The telco in recent weeks began showing select customers its consolidated network management centre (NMC), in the Sydney suburb of Chatswood, after it completed the nine-month long project in February.

The revamped centre became operational over several weekends last month, taking over support and service for both business customers and consumers.

There were no interruptions to the carrier or its customers during the transition, according to the telco.

The consolidated centre replaces five separate network operations centre (NOC) groups within Optus, and represents a single shared services approach. The NOCs had operated with 500 staff, but their amalgamation and a re-classification of business units meant the streamlined centre will serve customers with around 300 staff.

"We have lost heads," said Kevin Saunders, general manager, network management, Optus. "We've trimmed at the edges and have a much different operational structure."

However an Optus spokesperson said staff had only been moved within Optus during the project and there had not been any redundancies. She declined to specify the business unit they had moved to.

Staff at the centre will monitor the operation of Optus' business, consumer, core and mobile networks in a bid to centralise resources and lines of communication.
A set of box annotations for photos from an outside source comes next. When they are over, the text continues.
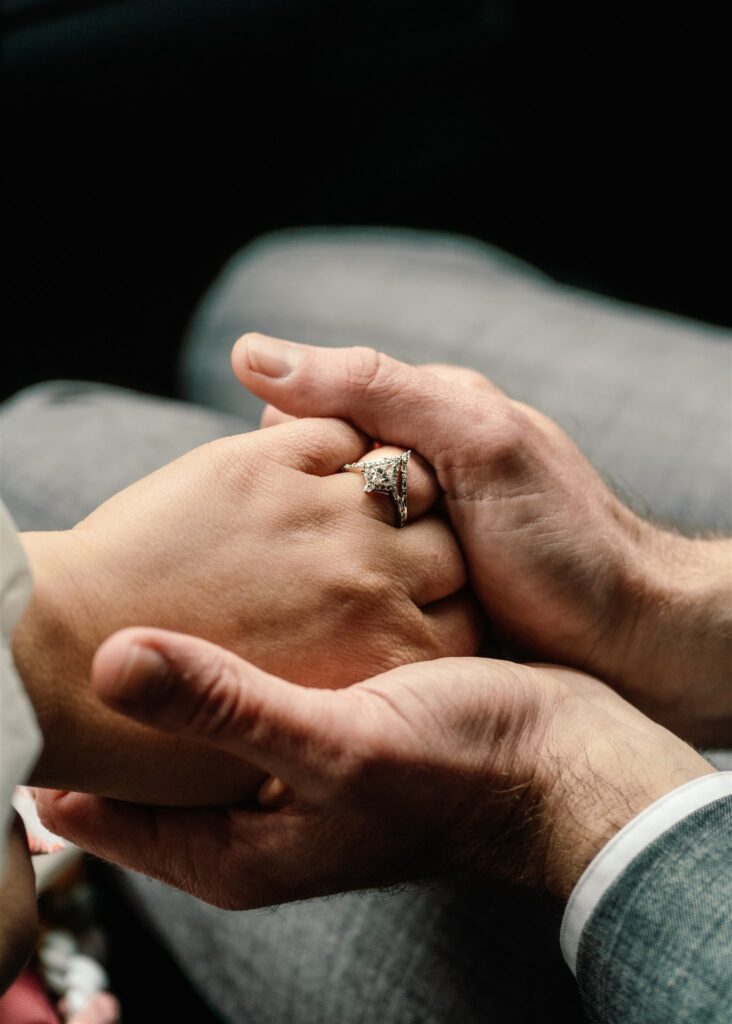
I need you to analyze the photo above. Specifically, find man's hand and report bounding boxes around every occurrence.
[13,420,480,804]
[232,335,732,744]
[39,629,713,908]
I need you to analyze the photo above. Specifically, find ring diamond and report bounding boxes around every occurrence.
[343,451,412,526]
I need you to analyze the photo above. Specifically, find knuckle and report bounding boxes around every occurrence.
[346,345,387,397]
[183,651,244,739]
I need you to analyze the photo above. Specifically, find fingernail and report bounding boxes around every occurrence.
[245,334,300,377]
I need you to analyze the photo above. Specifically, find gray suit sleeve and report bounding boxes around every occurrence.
[577,797,732,1024]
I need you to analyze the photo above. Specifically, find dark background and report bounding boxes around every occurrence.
[2,0,732,403]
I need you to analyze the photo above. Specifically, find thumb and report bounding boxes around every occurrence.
[231,334,509,468]
[91,628,354,788]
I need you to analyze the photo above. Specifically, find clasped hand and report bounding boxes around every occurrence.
[31,336,732,907]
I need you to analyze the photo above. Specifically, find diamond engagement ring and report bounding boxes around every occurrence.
[342,451,412,526]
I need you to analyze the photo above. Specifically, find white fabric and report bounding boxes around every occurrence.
[560,771,732,974]
[0,502,41,877]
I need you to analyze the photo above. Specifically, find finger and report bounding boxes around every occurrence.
[332,445,440,525]
[387,516,468,607]
[33,791,304,909]
[422,588,485,657]
[91,628,358,792]
[247,417,371,476]
[422,362,502,394]
[231,335,512,471]
[259,403,297,430]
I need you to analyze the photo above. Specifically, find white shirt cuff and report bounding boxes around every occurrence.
[560,771,732,974]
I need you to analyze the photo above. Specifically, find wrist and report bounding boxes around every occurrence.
[545,726,715,902]
[12,530,98,785]
[605,523,732,746]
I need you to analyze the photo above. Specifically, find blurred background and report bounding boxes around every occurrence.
[0,6,732,1024]
[2,0,732,396]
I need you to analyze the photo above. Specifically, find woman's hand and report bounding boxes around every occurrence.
[14,420,479,803]
[40,629,714,909]
[232,335,732,744]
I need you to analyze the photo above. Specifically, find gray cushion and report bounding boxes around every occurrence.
[182,228,732,530]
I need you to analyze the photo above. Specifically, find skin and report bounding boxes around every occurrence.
[40,629,714,909]
[13,420,481,804]
[232,335,732,745]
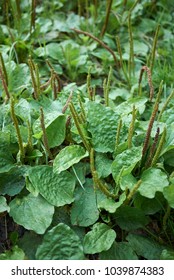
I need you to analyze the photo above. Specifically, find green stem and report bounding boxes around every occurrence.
[10,97,25,161]
[128,13,135,83]
[149,25,160,73]
[142,81,163,157]
[40,107,53,159]
[71,28,119,68]
[69,103,91,152]
[100,0,113,37]
[127,105,137,149]
[125,180,142,204]
[151,127,166,166]
[104,66,112,106]
[158,90,174,121]
[90,148,118,199]
[115,119,123,153]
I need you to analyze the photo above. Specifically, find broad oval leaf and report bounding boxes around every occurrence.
[112,147,142,183]
[96,190,126,213]
[33,112,66,148]
[0,245,25,260]
[9,194,54,234]
[126,233,164,260]
[83,223,116,254]
[115,205,149,231]
[87,102,119,153]
[28,165,76,207]
[163,184,174,208]
[53,145,88,174]
[138,168,169,198]
[36,223,84,260]
[71,180,99,227]
[0,196,10,213]
[99,242,138,260]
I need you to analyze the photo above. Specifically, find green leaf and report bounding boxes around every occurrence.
[71,179,99,227]
[124,40,149,56]
[114,205,149,231]
[9,194,54,234]
[45,43,64,63]
[163,184,174,208]
[120,173,137,191]
[18,231,43,260]
[33,112,66,148]
[99,242,138,260]
[126,233,164,260]
[0,150,14,173]
[138,168,169,198]
[160,249,174,260]
[0,167,25,196]
[36,223,84,260]
[116,96,148,116]
[96,190,126,213]
[8,63,31,94]
[87,102,118,153]
[112,147,142,183]
[95,153,112,178]
[0,246,25,260]
[83,223,116,254]
[28,165,76,207]
[134,192,165,215]
[0,196,10,213]
[53,145,88,174]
A separate centre is responsible for Optus' wholesale and satellite network.

"[With the consolidated centre], we'll be able to identify more easily the customers that are impacted and react to that, and [provide] real-time management of dynamic service level agreements," said Dan Whitehead, general manager, network assurance systems for Optus.

"It's about giving the business the opportunity not to set generic service level agreements, but focused ones," he said.

As part of improving service levels, Optus will go to tender this year for service level agreement management.

The consolidated centre also gives Optus a dedicated backup centre for disaster recovery, according to Whitehead.

In addition, the centre would provide further opportunities for Optus to converge the management of its technology and telecommunications services.

According to Saunders, the different NOC groups for Optus' business, consumer, core and mobile networks had not grown to be an ideal structure: "In the early days of Optus, everybody was empowered to make a decision, everybody was out building a system, everybody was out putting network in," he said. "Consequently, we built a huge legacy IT base."

Saunders explained that the mobile network centre relied on packet management while some transmission paths were managed by a different centre and local switches were managed by yet another centre.

"We had people doing similar things in different centres," he said, adding that the main way for staff to communicate on such issues was to "rack up the phone bill".

"[There were also] a lot of customised scripts across the whole network, none of them were managed locally," he said.

As such, complex faults were often passed between NOCs several times before service could be resolved, according to Saunders.

"So you had things happening in one part of the network, and another group would be managing on the edge of that, and would be impacted by it."

The disparate NOCs had been the largest cost to Optus, according to Saunders, but the opportunity had presented itself to integrate.

"There was a growing convergence of platforms and technologies, and also...the different lines of business, although delivering different products, were relying on the same technology to deliver those different products."

Under the new centre model, more Optus customer field services staff would move into network surveillance roles, according to Saunders.

This would make service assurance more proactive, rather than reactive and help them manage the network more effectively and focus on services, he said.

"We still need to manage the network, but it will be a much smaller piece than it is today. We want change the paradigm for service," he added.